Fatal shame of Sierra Leone's sex slaves

Original source

The Sunday Times

"MASSA KAMARAH is only nine years old but she is racked with guilt: she blames herself for her mother's death from drinking "bad water". She has somehow acquired a memory of refusing to bring her a cup of clean water.

The truth is that her mother Kadi Sowa killed herself by drinking caustic soda. The 27-year-old nurse could no longer cope with the stigma of having been a sex slave forced to service the rebels of the Revolutionary United Front (RUF) who terrorised Sierra Leone from 1991 to 2002, hacking off the limbs of men, women and children in the villages they attacked.

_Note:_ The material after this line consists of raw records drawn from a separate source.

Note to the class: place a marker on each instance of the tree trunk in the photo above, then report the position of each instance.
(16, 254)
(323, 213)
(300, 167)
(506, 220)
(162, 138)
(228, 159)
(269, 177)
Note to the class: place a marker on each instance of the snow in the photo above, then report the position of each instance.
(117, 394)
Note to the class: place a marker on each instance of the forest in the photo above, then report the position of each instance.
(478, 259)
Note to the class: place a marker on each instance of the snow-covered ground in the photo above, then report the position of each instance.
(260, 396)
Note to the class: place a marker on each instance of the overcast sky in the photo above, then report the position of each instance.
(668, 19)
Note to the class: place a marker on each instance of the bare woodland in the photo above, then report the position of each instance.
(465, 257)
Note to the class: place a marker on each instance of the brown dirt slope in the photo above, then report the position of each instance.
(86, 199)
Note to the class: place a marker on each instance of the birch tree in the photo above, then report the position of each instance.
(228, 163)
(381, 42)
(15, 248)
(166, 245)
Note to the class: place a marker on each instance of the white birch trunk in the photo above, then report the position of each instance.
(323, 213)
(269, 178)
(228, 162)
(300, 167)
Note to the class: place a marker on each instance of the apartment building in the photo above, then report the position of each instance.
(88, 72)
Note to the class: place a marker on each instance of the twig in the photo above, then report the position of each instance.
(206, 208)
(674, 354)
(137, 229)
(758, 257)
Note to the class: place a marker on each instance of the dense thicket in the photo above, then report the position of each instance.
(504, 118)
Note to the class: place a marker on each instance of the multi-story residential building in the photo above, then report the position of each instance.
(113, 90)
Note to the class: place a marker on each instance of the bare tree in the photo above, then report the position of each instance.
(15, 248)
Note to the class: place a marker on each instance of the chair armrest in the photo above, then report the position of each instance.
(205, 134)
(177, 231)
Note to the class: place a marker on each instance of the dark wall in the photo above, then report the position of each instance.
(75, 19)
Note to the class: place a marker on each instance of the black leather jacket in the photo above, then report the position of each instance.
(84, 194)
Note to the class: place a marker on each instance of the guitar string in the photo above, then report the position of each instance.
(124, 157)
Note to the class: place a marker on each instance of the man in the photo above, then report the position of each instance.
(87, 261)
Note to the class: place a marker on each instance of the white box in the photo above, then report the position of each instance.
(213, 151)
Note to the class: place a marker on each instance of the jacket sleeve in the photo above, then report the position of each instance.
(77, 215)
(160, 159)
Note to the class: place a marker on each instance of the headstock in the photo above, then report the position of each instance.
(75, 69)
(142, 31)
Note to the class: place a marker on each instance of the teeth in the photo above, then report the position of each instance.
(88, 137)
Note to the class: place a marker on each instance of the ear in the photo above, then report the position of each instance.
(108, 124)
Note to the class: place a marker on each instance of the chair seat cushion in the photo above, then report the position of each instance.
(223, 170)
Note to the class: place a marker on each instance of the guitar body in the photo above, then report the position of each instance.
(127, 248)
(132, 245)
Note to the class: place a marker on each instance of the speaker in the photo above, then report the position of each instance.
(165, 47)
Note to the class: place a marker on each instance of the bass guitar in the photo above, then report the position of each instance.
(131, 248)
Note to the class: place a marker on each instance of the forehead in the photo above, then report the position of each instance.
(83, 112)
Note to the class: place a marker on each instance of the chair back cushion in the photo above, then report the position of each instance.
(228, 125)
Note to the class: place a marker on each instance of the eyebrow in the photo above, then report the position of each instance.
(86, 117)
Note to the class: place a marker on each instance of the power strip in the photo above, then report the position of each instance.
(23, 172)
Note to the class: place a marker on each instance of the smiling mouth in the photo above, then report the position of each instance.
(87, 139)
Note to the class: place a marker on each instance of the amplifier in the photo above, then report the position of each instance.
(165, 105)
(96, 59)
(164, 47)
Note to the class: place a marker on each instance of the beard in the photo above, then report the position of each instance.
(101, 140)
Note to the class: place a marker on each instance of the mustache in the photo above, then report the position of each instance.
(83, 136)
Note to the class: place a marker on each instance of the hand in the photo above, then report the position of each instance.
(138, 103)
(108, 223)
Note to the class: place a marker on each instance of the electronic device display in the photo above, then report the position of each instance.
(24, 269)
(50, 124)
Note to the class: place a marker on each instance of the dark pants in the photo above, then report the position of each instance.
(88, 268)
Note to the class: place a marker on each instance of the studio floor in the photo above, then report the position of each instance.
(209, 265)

The suffering of sex slaves such as Sowa and children such as Massa - conceived as a result of RUF rape - will be one of the most harrowing issues in the war crimes trial of Charles Taylor, the former president of neighbouring Liberia, which resumes in the Hague tomorrow.

Taylor, who is accused of arming the RUF in return for diamonds, faces 11 charges including responsibility for sexual slavery practised by the rebels. He denies that he ordered, supported or condoned such acts.

Whatever the outcome, the story of Sowa and her little girl highlights not only the sexual violence endured by as many as 250,000 Sierra Leonean women during the war, according to Amnesty International, but its power to destroy lives for years afterwards.

Sowa was held by the RUF for two years, during which she was repeatedly abused. She was ordered to provide nursing care for the rebels, who also made her take drugs.

When the war ended she found herself ostracised for having been a sex slave. Her little girl, Massa, was rejected for having been born at all.

Eventually, the child's aunt and grandmother offered to take Massa and her half-sister Abutatu Sissi, who had been born before the war, so that Sowa could resume nursing.

But the aunt's village neighbours resented Massa as the offspring of rebel soldiers who had caused carnage among them. So she took the girls to a friend of their mother's, Ishatu Cole, who worked for the Red Cross in the town of Bo.

Cole's husband accepted Massa's sister but threatened to divorce Cole if she insisted on looking after a rebel's daughter. Massa was placed in an orphanage.

Her mother travelled to Freetown, the capital, to nurse. Eventually she could no longer bear her life and drank a full glass of caustic soda.

Massa was nowhere near at the time but has a confused memory of events. "Mama asked me to give her water and I refused," she insists, her big eyes brimming with tears. "She drank the soap water and she died."

Of the countless women compelled to serve the RUF as sex slaves, large numbers felt such shame that they never returned to their communities. Others live in virtual silence, unable to share painful memories for fear of being rejected. Those who bore children often struggle to care for them.

Taylor's trial, which is expected to last 18 months, will turn on arguments about his alleged financing and arming of the RUF. For Massa, it will mean little. What matters to her is that she is separated from her sister and the aunts she loved. "I cried because I didn't want to leave my grandmother and auntie," she said.

She explained that she had been given a new aunt at the orphanage where she is expected to remain for the rest of her childhood."